Он сидел в кафе на площади СанМишель и смотрел в огромные дымчато-голубые глаза
Шурочки Львовой. Шурочка была последним отпрыском старинного княжеского рода,
многие считали ее самой красивой и изысканной актрисой России. В фильме о
Ленине она играла Инессу Арманд.
Вернувшись домой, Костя развелся с Надей и женился на
Шурочке. Ровно год дымчато-голубые глаза княжны глядели только на него. Они с
Шурочкой снялись вместе в телевизионной двухсерийной лирической комедии,
прославились еще больше.
Однако к следующей весне у Кости начался гастрит. Княжна,
кроме сосисок, ничего варить не умела. К гастриту прибавилось нервное
переутомление. Костя вдруг обнаружил, что жизнь состоит из миллиона
отвратительных бытовых мелочей. Эти мелочи, словно тучи таежной мошки, набрасывались,
сосали горячую Костину кровь, больно вгрызались в тонкую артистическую душу.

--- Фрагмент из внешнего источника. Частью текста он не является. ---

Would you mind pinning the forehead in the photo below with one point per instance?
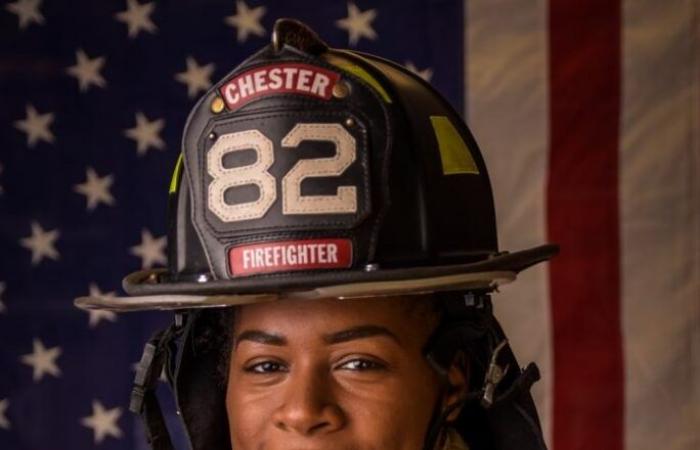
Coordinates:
(412, 315)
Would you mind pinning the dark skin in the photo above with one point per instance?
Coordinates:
(335, 374)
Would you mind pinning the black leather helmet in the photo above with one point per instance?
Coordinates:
(312, 172)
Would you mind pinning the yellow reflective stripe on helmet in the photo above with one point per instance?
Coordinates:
(454, 153)
(360, 73)
(176, 175)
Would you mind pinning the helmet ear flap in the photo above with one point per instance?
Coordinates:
(199, 363)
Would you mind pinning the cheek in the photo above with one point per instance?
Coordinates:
(249, 412)
(392, 414)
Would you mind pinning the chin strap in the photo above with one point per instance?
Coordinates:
(144, 401)
(495, 373)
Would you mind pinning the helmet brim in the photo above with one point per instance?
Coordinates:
(147, 292)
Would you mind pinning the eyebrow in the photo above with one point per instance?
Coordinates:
(350, 334)
(360, 332)
(261, 337)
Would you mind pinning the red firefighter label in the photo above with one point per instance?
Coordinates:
(293, 78)
(284, 256)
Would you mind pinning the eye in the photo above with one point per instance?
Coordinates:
(361, 364)
(266, 367)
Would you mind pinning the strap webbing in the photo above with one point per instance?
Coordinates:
(144, 401)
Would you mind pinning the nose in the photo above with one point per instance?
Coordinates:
(309, 406)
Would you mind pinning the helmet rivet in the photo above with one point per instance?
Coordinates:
(341, 89)
(371, 267)
(217, 105)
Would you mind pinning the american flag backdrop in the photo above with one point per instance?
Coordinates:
(588, 115)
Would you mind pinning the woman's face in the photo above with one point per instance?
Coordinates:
(331, 374)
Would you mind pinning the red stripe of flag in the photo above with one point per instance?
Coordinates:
(582, 197)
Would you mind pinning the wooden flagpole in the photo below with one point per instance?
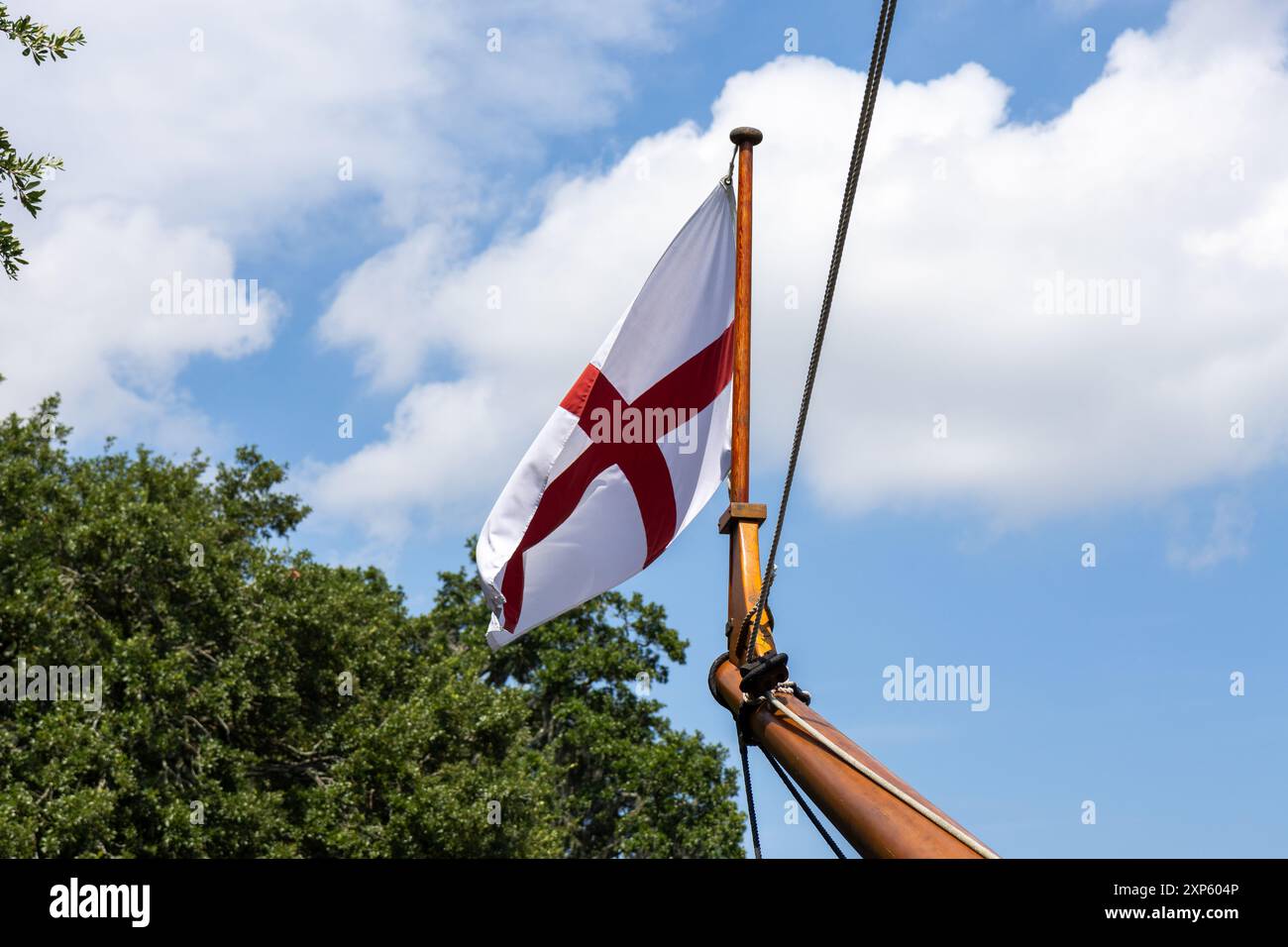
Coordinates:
(874, 819)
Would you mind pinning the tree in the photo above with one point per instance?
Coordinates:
(26, 174)
(258, 702)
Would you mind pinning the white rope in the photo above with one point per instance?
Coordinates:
(971, 843)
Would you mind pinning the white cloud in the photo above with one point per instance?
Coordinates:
(200, 153)
(81, 322)
(935, 311)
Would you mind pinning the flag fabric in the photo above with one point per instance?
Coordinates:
(635, 449)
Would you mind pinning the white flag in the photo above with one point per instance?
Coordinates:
(634, 450)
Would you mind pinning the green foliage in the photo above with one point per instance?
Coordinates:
(25, 174)
(223, 688)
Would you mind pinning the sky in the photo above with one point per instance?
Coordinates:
(1059, 339)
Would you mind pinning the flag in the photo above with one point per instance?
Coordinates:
(635, 449)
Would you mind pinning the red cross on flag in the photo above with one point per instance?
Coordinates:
(634, 450)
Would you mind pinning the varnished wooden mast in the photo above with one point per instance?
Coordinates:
(875, 821)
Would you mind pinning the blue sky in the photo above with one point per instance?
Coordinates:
(1108, 684)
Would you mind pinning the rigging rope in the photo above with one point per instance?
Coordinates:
(751, 802)
(800, 800)
(861, 142)
(964, 838)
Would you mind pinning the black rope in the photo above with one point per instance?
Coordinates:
(751, 802)
(861, 144)
(800, 800)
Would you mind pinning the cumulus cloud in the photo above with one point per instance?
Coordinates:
(94, 317)
(1086, 300)
(191, 131)
(1228, 538)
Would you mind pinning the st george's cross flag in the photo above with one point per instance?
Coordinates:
(635, 449)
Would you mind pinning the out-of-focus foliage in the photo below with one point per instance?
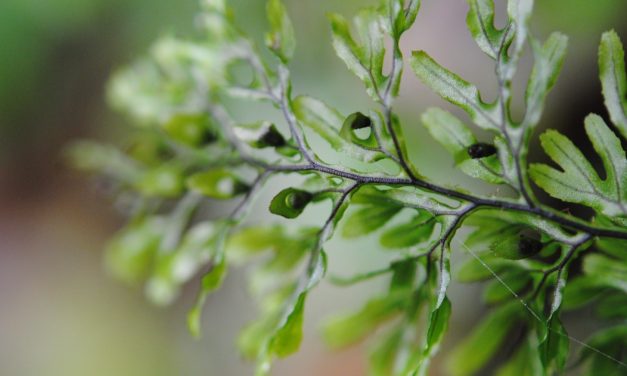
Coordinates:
(192, 148)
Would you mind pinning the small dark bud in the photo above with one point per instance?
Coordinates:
(359, 121)
(298, 199)
(481, 150)
(273, 138)
(208, 137)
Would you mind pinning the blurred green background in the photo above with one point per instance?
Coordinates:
(60, 314)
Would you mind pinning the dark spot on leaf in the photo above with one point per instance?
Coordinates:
(273, 138)
(359, 121)
(298, 199)
(481, 150)
(529, 243)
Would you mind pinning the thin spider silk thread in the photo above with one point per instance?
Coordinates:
(533, 313)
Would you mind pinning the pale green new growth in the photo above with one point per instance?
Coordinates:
(191, 149)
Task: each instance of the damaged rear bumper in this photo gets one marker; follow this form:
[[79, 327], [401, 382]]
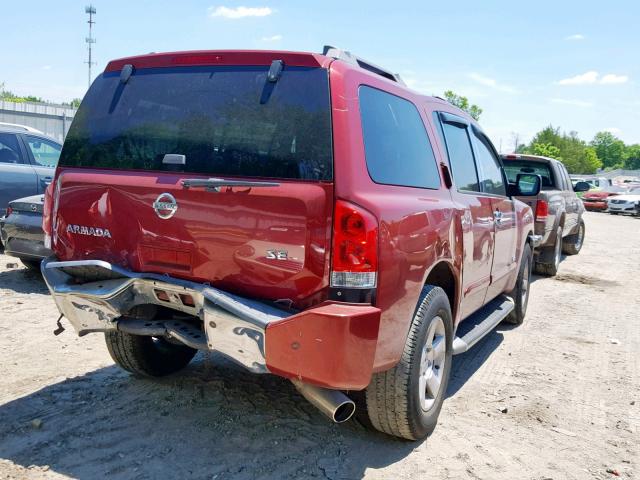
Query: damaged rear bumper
[[331, 345]]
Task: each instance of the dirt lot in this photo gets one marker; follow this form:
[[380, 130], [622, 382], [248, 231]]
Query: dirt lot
[[558, 398]]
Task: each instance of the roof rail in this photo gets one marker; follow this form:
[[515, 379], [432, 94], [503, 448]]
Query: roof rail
[[348, 57]]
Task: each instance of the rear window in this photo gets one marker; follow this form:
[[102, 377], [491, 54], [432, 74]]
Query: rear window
[[513, 167], [225, 120], [397, 147]]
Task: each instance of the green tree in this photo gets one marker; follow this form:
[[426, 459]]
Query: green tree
[[590, 163], [544, 150], [463, 104], [610, 149], [632, 157]]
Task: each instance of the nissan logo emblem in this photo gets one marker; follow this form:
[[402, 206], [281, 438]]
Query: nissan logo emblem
[[165, 206]]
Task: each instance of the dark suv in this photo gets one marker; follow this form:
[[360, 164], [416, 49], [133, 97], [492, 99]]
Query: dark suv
[[27, 160], [306, 215]]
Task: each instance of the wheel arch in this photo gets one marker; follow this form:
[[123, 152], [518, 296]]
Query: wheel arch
[[442, 275]]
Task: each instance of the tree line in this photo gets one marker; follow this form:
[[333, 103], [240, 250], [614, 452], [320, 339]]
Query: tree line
[[604, 151]]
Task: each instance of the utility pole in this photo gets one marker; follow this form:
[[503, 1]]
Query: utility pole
[[91, 10]]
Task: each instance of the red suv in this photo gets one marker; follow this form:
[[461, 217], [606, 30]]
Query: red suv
[[305, 215]]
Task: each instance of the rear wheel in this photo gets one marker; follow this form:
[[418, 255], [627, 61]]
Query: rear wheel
[[573, 243], [551, 269], [520, 294], [405, 401], [147, 356], [31, 264]]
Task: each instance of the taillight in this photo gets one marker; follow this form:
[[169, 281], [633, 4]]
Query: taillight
[[47, 208], [542, 210], [355, 247]]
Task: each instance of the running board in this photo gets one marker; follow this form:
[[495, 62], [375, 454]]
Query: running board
[[479, 324]]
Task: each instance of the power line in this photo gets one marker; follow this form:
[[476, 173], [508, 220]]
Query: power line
[[91, 10]]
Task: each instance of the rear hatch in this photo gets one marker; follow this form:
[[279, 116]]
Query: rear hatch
[[513, 167], [209, 173]]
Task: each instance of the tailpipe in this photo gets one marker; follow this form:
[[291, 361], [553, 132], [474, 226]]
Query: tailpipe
[[333, 403]]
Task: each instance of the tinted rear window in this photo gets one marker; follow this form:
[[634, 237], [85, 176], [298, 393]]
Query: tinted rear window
[[396, 144], [513, 167], [225, 120]]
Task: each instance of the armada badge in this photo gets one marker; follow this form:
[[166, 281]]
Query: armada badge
[[165, 206], [89, 231]]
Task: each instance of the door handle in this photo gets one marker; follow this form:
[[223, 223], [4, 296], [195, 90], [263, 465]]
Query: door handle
[[497, 215]]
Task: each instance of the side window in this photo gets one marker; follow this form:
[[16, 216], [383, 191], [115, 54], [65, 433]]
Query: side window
[[45, 153], [10, 149], [397, 148], [567, 179], [491, 179], [463, 167]]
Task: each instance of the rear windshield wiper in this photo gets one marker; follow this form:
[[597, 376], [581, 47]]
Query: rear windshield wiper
[[217, 183]]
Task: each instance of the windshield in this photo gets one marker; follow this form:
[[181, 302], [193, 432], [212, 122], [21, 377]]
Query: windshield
[[224, 120], [513, 167]]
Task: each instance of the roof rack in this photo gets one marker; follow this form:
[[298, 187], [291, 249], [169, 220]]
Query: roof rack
[[348, 57]]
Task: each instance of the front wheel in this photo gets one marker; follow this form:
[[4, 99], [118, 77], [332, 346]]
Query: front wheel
[[573, 243], [405, 401], [551, 269]]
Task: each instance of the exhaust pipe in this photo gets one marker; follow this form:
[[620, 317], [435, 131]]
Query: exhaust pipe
[[333, 403]]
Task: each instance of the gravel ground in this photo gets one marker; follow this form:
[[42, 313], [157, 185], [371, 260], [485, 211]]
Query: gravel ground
[[557, 398]]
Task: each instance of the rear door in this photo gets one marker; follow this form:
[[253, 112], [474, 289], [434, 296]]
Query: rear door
[[17, 177], [134, 188], [493, 184], [477, 213]]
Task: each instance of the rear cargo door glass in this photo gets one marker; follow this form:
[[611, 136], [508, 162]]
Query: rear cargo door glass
[[224, 120], [463, 165], [397, 148], [513, 167]]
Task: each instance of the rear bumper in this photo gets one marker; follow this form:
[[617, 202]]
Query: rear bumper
[[332, 345], [23, 237]]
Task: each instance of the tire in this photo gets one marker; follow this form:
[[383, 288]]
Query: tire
[[520, 294], [551, 269], [573, 243], [33, 265], [147, 356], [393, 398]]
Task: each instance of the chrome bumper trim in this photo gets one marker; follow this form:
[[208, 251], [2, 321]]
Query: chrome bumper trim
[[233, 325]]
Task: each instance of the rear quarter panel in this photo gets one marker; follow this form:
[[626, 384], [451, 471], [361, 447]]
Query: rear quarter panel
[[417, 226]]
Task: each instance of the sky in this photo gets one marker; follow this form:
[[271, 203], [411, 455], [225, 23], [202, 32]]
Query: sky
[[572, 64]]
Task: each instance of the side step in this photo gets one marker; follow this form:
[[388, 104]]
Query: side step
[[479, 324]]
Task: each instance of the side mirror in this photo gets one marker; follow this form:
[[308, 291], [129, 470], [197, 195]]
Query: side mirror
[[581, 187], [528, 184]]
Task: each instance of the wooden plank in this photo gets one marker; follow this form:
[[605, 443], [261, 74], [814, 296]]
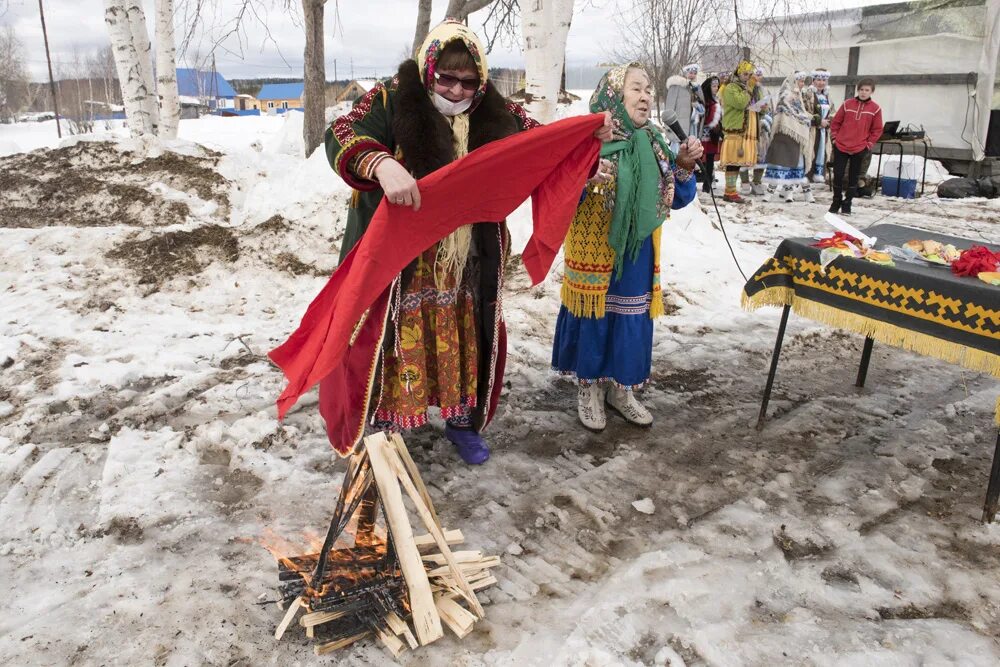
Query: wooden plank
[[391, 642], [320, 649], [427, 540], [414, 473], [293, 609], [425, 616], [465, 568], [433, 527], [458, 619], [319, 618], [400, 627], [473, 579], [460, 557]]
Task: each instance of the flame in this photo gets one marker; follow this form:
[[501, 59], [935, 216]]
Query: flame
[[350, 562]]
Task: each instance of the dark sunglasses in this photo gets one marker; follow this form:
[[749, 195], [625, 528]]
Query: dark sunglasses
[[449, 81]]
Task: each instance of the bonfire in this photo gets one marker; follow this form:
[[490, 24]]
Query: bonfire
[[372, 577]]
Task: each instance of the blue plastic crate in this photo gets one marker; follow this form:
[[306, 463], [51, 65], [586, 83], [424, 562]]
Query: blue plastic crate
[[896, 187]]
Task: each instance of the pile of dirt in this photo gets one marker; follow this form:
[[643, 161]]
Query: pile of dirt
[[97, 184], [163, 256]]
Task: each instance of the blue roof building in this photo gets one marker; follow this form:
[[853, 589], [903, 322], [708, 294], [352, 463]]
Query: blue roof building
[[280, 97], [281, 91]]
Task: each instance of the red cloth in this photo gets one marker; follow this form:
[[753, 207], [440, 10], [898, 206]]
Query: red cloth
[[550, 163], [976, 260], [857, 125]]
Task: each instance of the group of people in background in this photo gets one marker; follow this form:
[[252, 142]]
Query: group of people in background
[[441, 344], [778, 144]]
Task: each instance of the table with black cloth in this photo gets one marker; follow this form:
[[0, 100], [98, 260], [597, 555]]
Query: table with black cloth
[[923, 308]]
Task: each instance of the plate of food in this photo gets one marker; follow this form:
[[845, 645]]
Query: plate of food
[[934, 252]]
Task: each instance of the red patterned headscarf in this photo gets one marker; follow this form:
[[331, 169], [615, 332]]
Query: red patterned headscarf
[[441, 36]]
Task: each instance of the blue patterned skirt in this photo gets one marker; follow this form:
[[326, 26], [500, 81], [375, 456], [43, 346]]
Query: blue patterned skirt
[[619, 346]]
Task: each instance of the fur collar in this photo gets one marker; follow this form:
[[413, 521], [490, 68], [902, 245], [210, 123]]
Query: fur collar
[[423, 133]]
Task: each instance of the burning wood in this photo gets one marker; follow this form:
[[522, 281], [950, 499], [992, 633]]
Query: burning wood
[[383, 584]]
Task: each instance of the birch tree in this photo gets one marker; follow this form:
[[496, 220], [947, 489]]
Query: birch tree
[[314, 76], [423, 24], [130, 41], [544, 27], [13, 73], [166, 69]]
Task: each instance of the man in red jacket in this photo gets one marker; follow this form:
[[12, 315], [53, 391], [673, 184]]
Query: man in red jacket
[[855, 129]]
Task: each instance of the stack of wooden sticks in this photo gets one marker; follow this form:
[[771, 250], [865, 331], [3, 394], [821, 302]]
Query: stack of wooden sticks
[[396, 587]]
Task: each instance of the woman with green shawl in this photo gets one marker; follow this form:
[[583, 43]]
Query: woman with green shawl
[[611, 288]]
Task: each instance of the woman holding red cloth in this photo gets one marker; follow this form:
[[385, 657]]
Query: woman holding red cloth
[[442, 342]]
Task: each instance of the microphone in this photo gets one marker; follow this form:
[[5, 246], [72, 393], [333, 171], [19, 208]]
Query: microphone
[[669, 118]]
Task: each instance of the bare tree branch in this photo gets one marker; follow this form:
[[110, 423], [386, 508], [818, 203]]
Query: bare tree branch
[[460, 9]]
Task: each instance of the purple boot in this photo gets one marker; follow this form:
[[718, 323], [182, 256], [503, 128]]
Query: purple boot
[[470, 445]]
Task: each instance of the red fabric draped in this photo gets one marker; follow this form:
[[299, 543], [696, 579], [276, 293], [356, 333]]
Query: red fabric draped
[[549, 163]]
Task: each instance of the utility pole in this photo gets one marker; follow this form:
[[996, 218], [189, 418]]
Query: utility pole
[[215, 87], [48, 59]]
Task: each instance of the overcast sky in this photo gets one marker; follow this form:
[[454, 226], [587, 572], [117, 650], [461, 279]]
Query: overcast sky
[[371, 35]]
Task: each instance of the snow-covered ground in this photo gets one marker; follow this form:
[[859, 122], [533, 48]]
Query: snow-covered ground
[[140, 460]]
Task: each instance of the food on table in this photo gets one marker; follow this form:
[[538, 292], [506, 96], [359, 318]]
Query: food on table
[[934, 251]]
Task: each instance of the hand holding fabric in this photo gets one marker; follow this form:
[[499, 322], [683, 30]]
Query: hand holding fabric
[[603, 174], [399, 186], [691, 151], [604, 132]]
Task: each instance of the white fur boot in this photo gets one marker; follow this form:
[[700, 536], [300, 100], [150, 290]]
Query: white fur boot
[[623, 401], [590, 407]]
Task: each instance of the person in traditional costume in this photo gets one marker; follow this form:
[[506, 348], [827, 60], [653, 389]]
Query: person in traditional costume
[[790, 143], [823, 111], [685, 98], [711, 132], [611, 288], [739, 124], [760, 109], [442, 343]]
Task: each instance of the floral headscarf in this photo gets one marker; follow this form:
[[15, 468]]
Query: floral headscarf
[[790, 117], [644, 182], [441, 36]]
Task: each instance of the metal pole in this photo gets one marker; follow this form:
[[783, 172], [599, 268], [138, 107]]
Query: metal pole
[[774, 367], [993, 490], [866, 355], [48, 59]]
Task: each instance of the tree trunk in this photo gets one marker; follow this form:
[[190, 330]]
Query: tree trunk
[[130, 41], [314, 124], [545, 27], [166, 69], [423, 24]]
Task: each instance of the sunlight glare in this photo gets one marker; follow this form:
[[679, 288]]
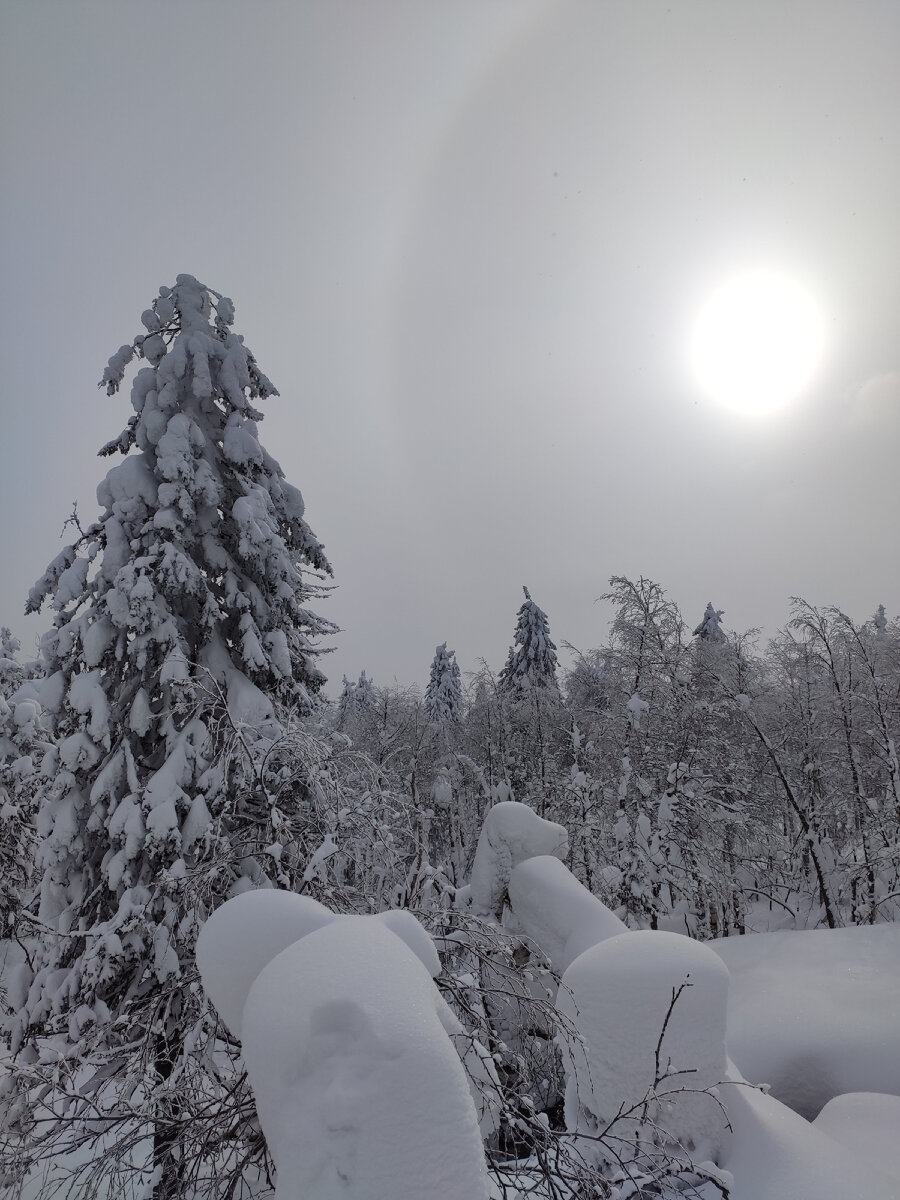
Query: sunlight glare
[[756, 342]]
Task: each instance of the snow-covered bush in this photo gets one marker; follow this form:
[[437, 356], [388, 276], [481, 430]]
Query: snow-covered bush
[[649, 1009]]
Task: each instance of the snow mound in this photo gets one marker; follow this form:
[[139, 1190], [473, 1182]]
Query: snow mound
[[775, 1155], [557, 911], [649, 1009], [511, 833], [814, 1013], [360, 1092], [868, 1123], [243, 936], [411, 931]]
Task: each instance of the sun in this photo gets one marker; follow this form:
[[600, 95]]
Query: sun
[[756, 342]]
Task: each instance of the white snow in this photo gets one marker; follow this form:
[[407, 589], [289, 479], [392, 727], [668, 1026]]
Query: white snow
[[359, 1091], [243, 936], [622, 995], [511, 833], [815, 1013], [868, 1123], [774, 1155], [557, 911]]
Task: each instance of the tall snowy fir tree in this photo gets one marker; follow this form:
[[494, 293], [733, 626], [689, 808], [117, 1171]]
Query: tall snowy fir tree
[[443, 696], [711, 629], [532, 660], [181, 622], [22, 748]]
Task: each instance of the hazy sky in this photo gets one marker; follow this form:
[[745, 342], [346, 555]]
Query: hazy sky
[[467, 240]]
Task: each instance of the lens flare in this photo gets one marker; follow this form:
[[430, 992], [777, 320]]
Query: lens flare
[[756, 342]]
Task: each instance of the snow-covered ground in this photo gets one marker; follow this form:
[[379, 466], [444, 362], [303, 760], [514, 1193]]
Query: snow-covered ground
[[816, 1014]]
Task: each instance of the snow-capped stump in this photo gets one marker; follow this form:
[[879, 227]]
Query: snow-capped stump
[[649, 1011], [359, 1090], [558, 912], [511, 833]]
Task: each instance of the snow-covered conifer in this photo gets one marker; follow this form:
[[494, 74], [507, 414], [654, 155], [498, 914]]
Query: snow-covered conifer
[[180, 619], [709, 629], [22, 748], [532, 660], [443, 696]]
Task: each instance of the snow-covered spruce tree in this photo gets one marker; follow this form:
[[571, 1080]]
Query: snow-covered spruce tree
[[532, 659], [22, 748], [529, 688], [443, 696], [709, 629], [180, 619]]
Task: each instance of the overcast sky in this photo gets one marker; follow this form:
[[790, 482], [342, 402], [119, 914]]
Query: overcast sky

Собираясь утром в театр на репетицию, укладывая чемодан
перед гастрольной поездкой, он не мог найти ни одного чистого носка, на
рубашках, не хватало пуговиц, свитера и брюки были распиханы безобразными
комьями по полкам стенного шкафа вперемешку с лифчиками и колготками княжны.
Костя затосковал по Надиной тертой морковке и диетическим
супчикам. Княжна, в свою очередь, успела соскучиться по предыдущему мужу,
главному редактору крупной партийной газеты. Она была не менее талантлива и
знаменита, чем Костя, бытовые мелочи тоже ранили ее тонкую душу. А главный
редактор, хоть и был человеком скучным, номенклатурным, зато его общественное
положение и доходы позволяли иметь домработницу.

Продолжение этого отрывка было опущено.